Every so often, I like to look at the adjusted monetary base.  It is really the one thing that the Fed most directly controls.  It is a reflection of monetary inflation, but not necessarily a reflection of money in circulation.

You can view the latest chart here.

The monetary base has been up and down a bit, but basically hanging around the 4 trillion dollar level.  There are always going to be little ups and downs because of maturing debt that needs to be rolled over.

The monetary base is consistent with Fed policy right now.  The Fed ended QE3, or whatever you want to call it, back at the end of October 2014.  It now has a policy of stable money, at least for now.

Meanwhile, excess reserves held by depository institutions have also seemed to level off.  The chart for excess reserves over the last 7 years has basically mimicked that of the monetary base.  They have gone up and leveled off in tandem.

This is why the monetary base is not an accurate reflection of the money in circulation.  Much of the new money created by the Fed over the last 7 years has not been lent out by banks.  It is sitting there “earning” 0.25% interest with the Fed.

This has helped keep a lid on price inflation.  If all of this new money had been lent by banks to the legal limit, then we likely would have seen an explosion in price inflation.

This is also a big reason on why the federal funds rate has meant little over the last several years.  Banks do not need to borrow overnight money if they are already above the mandated reserve requirements.

The federal funds rate also doesn’t matter much because it is not dictating Fed policy.  The Fed is now telling us directly in the FOMC statements if is expanding the monetary base.  Over the last 5 months, it has been the Fed’s policy to keep a level monetary base by just rolling over maturing debt.

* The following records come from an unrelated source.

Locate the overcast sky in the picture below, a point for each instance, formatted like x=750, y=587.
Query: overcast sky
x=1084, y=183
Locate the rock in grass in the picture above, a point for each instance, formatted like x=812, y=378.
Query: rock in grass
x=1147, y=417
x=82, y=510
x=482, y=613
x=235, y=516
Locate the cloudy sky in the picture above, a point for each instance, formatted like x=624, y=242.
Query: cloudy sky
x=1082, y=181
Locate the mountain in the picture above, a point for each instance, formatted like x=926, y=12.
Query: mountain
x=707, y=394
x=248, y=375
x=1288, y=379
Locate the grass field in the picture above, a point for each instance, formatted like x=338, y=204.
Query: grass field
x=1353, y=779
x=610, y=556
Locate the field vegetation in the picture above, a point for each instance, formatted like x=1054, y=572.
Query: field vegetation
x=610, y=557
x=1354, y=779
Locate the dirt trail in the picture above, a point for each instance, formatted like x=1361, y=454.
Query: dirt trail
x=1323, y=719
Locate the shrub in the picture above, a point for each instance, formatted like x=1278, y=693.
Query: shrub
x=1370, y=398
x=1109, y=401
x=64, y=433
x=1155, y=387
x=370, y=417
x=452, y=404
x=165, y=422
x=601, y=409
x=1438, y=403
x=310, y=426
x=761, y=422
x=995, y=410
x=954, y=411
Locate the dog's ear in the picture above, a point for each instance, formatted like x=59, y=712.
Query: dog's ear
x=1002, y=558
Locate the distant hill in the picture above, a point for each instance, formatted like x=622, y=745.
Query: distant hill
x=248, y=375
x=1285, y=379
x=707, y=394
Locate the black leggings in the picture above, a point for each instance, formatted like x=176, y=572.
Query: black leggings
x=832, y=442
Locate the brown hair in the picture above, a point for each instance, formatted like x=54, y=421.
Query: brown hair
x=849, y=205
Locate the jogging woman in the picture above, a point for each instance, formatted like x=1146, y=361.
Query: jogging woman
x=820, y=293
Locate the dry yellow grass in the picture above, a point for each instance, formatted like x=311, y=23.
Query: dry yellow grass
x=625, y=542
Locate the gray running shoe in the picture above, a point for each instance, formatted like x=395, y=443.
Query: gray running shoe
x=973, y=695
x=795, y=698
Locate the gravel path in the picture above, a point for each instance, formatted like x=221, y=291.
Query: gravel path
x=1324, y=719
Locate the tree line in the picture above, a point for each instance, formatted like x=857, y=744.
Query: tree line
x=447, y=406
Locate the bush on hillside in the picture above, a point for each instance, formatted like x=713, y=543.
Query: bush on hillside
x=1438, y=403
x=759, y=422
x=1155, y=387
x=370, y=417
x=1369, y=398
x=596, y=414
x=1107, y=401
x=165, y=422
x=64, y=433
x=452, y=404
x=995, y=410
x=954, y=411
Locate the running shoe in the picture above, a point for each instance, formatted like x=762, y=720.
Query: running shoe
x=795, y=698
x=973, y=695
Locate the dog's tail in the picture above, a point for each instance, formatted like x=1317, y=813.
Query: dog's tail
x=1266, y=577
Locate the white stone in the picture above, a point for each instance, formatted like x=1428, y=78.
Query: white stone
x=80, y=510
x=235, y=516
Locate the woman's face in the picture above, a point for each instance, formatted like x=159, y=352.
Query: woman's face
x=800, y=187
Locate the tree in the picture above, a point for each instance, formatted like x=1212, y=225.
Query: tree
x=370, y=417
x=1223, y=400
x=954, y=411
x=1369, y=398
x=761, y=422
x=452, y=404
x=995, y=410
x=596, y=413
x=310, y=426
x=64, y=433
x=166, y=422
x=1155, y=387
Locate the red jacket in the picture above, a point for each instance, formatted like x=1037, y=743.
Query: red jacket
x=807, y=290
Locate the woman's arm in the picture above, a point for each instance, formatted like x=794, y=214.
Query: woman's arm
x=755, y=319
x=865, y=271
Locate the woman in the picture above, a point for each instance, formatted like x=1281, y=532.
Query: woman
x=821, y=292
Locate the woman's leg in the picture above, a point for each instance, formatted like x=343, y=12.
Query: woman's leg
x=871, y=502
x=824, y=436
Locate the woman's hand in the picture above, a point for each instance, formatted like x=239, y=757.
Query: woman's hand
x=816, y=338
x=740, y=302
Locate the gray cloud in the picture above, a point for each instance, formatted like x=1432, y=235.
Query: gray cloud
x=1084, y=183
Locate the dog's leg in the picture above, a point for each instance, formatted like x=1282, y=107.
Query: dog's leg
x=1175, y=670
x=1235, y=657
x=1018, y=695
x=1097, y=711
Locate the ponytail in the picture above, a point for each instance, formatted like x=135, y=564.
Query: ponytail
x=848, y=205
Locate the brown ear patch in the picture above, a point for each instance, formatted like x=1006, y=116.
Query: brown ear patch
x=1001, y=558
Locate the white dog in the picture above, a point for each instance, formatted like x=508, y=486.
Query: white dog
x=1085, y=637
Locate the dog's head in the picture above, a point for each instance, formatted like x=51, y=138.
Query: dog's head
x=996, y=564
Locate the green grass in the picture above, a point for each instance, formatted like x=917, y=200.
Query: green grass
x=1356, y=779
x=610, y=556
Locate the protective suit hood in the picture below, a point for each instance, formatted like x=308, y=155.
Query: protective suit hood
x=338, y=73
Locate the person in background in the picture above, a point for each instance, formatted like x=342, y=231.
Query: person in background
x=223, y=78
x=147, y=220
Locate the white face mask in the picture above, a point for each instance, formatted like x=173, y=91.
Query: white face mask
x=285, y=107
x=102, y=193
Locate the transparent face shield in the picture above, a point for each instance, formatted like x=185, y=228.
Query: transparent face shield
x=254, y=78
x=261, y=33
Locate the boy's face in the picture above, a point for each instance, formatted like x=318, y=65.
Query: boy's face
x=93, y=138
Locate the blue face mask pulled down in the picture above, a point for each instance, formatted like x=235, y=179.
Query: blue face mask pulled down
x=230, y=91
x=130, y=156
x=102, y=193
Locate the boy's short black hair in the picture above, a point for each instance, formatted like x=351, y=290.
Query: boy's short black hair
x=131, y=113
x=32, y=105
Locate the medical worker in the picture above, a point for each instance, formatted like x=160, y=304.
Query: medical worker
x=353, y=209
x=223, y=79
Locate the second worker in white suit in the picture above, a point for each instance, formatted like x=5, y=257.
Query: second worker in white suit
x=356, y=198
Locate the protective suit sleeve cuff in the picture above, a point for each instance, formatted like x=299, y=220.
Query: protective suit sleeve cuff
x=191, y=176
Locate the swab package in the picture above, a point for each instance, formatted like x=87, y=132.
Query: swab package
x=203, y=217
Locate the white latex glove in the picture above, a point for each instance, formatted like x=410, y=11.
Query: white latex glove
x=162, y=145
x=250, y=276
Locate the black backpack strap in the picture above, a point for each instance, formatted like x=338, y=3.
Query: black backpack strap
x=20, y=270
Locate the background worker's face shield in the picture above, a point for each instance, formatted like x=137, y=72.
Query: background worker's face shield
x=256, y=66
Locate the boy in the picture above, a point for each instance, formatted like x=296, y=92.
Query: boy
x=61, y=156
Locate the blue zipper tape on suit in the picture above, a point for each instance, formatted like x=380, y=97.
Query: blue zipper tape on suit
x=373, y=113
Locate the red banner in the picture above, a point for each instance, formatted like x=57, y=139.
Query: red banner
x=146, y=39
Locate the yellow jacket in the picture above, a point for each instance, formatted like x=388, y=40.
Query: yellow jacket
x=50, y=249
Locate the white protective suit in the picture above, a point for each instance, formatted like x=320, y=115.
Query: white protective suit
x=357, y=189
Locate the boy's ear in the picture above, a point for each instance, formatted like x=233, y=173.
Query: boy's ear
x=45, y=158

I am a believer in the Austrian Business Cycle Theory.  When there is an artificial boom and the central bank does not continue to provide loose money, then it will eventually expose the malinvestments and lead to something of a bust.  So if the Fed keeps its current policy, then I do expect a recession to hit at some point.  I think a lower stock market will probably lead the way.

The most interesting aspect will be when we actually do hit the next bump in the road.  Will the Fed keep a tight money policy or will it go back to another round of QE?  My bet is on the latter.